In the revised Text all changes/additions/modifications made in response to the Reviewers’ points ((including newly added references in text and reference list) are highlighted in red.
Please find below a point-by-point RESPONSE to the issues raised by the Reviewer:
In the present manuscript author try to discuss novel strategies to control TNBC. So far overall manuscript look good and well structure.
RESPONSE: We thank the Reviewer for his/her positive evaluation and kind words regarding our work.
Full manuscript written well but few major concern need to address before further process. Such as author need to compare with current therapy vs ATR and CHK1/2 inhibitor.
RESPONSE: We agree with the Reviewer, and we added a brief reference regarding the comparison of these novel drugs with standard treatment in the Discussion part.
More need to understand the safety of this inhibitor as well as pharmacokinetic parameter.
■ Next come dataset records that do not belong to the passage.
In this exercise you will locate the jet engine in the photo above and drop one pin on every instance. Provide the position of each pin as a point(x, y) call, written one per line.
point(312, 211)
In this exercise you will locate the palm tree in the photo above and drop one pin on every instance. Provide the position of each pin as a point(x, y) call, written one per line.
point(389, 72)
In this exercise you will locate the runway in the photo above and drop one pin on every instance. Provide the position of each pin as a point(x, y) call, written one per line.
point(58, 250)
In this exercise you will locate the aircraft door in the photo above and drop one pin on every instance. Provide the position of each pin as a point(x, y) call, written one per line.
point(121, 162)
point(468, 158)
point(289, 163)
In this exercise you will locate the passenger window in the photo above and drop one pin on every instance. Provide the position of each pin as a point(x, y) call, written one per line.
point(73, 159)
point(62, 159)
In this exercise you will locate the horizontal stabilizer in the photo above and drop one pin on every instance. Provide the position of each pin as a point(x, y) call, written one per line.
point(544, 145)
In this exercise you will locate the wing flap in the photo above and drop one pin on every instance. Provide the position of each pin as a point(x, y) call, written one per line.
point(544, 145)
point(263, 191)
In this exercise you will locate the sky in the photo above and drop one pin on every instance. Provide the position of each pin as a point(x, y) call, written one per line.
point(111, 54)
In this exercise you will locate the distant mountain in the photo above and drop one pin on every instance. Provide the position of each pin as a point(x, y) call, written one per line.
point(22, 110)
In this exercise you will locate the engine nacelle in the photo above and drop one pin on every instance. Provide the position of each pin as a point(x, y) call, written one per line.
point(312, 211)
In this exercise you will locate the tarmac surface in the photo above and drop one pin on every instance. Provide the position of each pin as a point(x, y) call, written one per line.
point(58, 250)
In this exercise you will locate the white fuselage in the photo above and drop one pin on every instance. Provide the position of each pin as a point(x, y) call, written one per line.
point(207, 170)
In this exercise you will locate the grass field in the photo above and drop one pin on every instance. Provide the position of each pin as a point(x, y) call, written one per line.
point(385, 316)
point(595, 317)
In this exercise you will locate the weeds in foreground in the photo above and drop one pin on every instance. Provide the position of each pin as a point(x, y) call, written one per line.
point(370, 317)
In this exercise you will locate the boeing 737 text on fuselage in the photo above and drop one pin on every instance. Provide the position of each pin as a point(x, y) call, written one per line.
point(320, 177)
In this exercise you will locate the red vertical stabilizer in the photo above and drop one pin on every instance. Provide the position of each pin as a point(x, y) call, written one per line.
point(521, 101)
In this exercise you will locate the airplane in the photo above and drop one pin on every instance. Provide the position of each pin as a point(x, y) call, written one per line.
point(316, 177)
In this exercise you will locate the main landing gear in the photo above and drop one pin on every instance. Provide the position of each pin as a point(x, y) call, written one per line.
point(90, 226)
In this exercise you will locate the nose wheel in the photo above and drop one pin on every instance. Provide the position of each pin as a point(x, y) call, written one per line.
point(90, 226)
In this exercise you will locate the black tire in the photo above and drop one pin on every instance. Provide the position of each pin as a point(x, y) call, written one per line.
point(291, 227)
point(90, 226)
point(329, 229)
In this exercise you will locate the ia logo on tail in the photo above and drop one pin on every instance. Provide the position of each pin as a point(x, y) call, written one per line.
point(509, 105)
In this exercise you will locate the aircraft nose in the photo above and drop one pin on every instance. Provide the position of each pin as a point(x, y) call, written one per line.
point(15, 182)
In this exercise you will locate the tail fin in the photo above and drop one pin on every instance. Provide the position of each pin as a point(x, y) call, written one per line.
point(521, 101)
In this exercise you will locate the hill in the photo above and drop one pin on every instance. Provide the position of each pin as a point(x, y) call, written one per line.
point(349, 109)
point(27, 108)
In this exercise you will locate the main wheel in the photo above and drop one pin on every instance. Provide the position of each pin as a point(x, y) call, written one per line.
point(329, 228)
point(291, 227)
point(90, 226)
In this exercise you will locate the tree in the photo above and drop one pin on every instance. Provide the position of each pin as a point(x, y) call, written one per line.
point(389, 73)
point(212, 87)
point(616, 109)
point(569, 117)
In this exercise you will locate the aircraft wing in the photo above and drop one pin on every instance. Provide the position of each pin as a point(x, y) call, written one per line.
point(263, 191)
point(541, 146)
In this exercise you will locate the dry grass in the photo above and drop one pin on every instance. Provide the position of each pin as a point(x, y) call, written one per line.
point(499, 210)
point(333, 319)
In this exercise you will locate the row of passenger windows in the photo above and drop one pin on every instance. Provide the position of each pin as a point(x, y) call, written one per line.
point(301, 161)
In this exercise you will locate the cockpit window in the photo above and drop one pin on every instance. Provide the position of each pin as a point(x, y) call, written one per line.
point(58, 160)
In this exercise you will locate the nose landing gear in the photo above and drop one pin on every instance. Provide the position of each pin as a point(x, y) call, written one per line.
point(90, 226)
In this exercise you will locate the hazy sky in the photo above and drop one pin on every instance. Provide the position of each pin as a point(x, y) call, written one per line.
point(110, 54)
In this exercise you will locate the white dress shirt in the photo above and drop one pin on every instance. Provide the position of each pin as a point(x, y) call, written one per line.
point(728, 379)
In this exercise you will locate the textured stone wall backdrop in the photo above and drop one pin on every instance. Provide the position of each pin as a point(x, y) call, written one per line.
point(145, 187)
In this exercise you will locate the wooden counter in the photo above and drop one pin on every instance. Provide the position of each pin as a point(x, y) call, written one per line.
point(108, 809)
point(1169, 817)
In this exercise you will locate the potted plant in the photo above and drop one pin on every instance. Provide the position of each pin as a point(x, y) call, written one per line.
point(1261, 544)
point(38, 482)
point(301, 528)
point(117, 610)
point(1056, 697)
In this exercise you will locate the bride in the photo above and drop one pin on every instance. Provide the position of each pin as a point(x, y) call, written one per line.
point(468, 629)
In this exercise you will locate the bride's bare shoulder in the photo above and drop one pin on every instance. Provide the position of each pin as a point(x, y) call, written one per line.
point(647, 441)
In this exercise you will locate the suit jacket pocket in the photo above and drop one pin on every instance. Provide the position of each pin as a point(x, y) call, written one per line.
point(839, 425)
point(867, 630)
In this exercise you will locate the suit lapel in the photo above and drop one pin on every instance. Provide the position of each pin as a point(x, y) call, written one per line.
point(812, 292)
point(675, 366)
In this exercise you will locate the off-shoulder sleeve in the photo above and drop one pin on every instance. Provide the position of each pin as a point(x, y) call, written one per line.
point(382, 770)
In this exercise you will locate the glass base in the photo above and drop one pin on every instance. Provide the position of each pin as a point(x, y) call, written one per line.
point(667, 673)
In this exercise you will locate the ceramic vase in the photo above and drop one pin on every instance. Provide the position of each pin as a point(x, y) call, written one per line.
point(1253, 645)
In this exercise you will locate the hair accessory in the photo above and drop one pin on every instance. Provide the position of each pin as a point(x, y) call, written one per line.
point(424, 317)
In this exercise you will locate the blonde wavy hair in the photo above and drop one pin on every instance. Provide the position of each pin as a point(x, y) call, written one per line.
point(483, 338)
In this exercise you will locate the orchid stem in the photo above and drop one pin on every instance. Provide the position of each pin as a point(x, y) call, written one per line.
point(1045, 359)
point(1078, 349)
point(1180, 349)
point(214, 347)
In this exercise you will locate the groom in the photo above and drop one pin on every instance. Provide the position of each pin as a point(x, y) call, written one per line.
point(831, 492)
Also need to understand which kind of formulation is more efficacious in TNBC like small or large molecule with justification.
RESPONSE: We agree with the Reviewer and according to his/her suggestion, we added a column in Table 1 under the name “Safety”, where we present the challenges and the adverse events encountered in the clinical trials and we have added some information regarding safety in the text. Also, we added the recommended phase II dose and schedule under the Treatment column.
Lastly author need to put more diagrammatic representation for better reader view.
RESPONSE: We agree with the Reviewer and in order to address his/her comment, we added a second figure regarding ATR and CHK1-ATM inhibitors and the drugs that these inhibitors are combined with (radiation therapy, chemotherapy, PARP inhibitors and immunotherapy). Also, we modified Figure 1.
Round 2
Reviewer 2 Report
Comments and Suggestions for AuthorsIt is now accept for publication process.